Laki-laki itu tidak menjawab, namun dengan pelan ia mendudukkan dirinya pada sofa. Ia tidak mengucapkan apa apa, namun tangannya masih mengulurkan botol air mineral tersebut. Ian memandangnya lembut. Gestur dan wajah canggung laki-laki itu tampak manis untuknya.
“Makasih, ya?”, ucap Ian seraya mengambil air yang sedari tadi ditawarkan. Ia tidak punya energi sama sekali, namun Ian tetaplah Ian yang selalu memberikan senyum lembut kepada siapapun.
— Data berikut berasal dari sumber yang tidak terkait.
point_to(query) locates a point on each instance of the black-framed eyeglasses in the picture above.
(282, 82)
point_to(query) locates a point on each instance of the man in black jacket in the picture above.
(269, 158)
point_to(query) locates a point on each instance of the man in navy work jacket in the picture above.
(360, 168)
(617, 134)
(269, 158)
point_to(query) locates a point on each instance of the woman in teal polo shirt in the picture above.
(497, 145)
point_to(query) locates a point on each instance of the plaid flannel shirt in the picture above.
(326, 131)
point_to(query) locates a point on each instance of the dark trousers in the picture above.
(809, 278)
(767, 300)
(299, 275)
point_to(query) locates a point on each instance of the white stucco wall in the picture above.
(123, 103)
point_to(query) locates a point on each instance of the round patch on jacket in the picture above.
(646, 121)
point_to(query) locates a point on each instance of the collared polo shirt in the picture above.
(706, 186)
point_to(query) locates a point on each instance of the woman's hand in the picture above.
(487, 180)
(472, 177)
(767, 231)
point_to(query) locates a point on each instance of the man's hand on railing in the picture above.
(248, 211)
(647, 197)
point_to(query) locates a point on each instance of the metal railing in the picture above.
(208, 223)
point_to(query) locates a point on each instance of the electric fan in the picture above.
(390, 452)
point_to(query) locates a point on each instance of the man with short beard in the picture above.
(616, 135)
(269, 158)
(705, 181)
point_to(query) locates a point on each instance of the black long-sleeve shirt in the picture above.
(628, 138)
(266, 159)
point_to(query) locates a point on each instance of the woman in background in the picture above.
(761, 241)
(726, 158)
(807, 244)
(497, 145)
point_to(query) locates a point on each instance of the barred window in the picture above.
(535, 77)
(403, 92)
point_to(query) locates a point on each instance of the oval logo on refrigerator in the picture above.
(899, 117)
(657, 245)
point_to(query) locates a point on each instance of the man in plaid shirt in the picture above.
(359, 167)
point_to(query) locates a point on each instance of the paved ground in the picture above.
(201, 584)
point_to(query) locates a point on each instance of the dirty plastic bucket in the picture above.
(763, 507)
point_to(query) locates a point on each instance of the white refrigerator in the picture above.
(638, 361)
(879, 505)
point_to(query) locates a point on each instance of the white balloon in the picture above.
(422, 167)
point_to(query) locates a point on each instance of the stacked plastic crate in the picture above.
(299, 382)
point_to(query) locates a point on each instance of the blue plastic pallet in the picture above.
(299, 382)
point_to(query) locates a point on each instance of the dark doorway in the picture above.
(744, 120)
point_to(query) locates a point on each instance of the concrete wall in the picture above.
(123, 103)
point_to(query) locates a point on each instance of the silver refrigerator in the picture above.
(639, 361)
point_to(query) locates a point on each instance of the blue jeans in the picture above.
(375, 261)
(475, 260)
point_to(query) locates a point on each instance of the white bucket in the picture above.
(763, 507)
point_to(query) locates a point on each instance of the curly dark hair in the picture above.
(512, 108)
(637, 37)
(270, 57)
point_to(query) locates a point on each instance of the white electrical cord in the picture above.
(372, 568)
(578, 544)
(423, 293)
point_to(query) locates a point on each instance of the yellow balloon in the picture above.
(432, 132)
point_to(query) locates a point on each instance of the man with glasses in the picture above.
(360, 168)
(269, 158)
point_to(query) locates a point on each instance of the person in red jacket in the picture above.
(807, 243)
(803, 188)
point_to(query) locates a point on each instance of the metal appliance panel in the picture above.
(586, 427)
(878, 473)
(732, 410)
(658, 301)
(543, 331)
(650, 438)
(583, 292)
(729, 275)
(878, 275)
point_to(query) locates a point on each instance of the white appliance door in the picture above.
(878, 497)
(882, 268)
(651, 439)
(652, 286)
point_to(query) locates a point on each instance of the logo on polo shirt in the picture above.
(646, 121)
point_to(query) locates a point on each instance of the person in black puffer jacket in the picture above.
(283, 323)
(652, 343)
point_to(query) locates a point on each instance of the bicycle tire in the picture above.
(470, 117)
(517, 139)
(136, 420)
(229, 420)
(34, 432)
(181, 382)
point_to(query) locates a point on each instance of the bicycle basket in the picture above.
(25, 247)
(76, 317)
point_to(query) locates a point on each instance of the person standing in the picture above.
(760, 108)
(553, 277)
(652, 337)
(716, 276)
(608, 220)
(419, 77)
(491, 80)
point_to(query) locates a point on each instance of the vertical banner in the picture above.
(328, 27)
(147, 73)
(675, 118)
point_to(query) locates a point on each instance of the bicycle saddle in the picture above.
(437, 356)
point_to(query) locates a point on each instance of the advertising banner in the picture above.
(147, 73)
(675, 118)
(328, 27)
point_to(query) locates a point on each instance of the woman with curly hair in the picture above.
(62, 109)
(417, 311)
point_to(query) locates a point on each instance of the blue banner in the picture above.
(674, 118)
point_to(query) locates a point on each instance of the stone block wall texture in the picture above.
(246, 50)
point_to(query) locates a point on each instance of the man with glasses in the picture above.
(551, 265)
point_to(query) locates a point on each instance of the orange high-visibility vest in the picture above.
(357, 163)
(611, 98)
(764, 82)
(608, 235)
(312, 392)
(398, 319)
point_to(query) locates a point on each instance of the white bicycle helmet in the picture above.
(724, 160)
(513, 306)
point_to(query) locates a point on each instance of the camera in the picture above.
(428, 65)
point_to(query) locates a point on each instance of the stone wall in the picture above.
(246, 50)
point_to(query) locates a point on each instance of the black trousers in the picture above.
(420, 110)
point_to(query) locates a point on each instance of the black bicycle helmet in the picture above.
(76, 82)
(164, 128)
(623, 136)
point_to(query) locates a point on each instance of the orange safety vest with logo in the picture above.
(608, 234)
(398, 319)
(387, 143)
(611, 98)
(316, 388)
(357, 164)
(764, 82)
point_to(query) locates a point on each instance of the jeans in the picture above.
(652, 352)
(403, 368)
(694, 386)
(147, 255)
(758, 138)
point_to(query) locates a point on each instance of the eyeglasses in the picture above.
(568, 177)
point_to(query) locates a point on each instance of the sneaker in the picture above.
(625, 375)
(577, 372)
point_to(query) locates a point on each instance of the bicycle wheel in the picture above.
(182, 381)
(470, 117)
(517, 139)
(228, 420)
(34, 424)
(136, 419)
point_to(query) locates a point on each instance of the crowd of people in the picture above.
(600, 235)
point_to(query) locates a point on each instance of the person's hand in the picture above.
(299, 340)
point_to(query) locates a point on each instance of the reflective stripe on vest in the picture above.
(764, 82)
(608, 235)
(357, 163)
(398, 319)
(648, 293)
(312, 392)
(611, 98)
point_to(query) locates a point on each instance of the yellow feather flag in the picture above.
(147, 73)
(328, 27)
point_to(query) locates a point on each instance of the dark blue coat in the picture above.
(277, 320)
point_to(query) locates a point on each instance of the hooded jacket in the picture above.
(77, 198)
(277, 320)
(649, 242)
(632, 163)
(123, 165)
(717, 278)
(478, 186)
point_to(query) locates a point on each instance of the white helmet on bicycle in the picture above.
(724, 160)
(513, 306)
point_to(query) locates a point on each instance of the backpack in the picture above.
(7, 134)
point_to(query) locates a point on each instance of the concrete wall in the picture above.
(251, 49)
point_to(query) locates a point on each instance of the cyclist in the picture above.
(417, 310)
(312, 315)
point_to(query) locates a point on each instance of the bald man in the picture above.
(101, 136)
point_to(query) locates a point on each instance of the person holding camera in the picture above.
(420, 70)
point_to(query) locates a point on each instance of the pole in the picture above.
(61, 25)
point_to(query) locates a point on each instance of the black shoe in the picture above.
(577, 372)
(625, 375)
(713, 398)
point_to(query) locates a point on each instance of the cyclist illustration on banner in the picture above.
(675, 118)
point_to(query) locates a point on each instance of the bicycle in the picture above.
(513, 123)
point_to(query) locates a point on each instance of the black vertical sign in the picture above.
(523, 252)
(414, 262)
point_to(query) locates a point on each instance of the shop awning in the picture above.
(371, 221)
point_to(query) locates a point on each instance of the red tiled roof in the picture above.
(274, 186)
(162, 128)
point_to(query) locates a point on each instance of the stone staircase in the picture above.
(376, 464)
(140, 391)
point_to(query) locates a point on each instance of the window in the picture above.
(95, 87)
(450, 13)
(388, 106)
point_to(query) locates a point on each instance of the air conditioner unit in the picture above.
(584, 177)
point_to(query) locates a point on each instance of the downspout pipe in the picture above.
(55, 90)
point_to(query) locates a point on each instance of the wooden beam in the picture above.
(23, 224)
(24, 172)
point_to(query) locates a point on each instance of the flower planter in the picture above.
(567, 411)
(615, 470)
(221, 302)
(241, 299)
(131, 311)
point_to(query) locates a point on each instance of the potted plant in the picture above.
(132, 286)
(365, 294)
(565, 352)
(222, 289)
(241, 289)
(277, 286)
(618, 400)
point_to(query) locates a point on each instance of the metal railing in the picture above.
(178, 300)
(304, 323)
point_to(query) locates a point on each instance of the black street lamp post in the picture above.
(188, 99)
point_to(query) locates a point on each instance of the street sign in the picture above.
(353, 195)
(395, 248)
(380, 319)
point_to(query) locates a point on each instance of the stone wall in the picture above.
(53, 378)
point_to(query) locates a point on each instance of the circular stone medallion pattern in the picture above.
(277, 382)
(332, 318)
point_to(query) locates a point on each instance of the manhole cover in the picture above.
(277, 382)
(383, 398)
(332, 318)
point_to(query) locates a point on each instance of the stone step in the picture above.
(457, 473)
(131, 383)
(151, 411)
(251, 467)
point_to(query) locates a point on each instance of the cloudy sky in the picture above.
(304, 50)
Laki-laki itu hanya tersenyum kecil, mengangguk, sedikit menunduk malu-malu. “Kamu sakit? Sesi foto masih ada satu kali lagi, tapi kalau kamu ngga kuat ngga perlu dipaksakan ikut. Foto kamu tadi juga udah cukup banyak yang bagus.”
“Ngga, saya kuat-kuat aja kok, saya ngga sakit.”, Ian berusaha memberikan senyum yang lebih ramah lagi, guna menunjukkan bahwa ia masih dapat melakukan pekerjaannya. Sepertinya itu energi trakhirnya yang tersisa. Namun dengan itu Ian berhasil membuat laki-laki itu ikut tersenyum.
Terdengar sebuah suara notifikasi. Dengan sedikit panik, Ian mengecek layar kuncinya. Tidak ada notifikasi terbaru dari siapapun. Masih hanya notifikasi 20 menit lalu dari Hariyo.
“Notif saya.”, Ujar laki-laki itu sembari menunjukkan layar kuncinya kepada Ian. Tentu masih dengan senyum kikuknya yang khas. Sepertinya ia memang benar-benar orang yang pemalu. Ia lanjut membalas pesan teks yang didapatnya.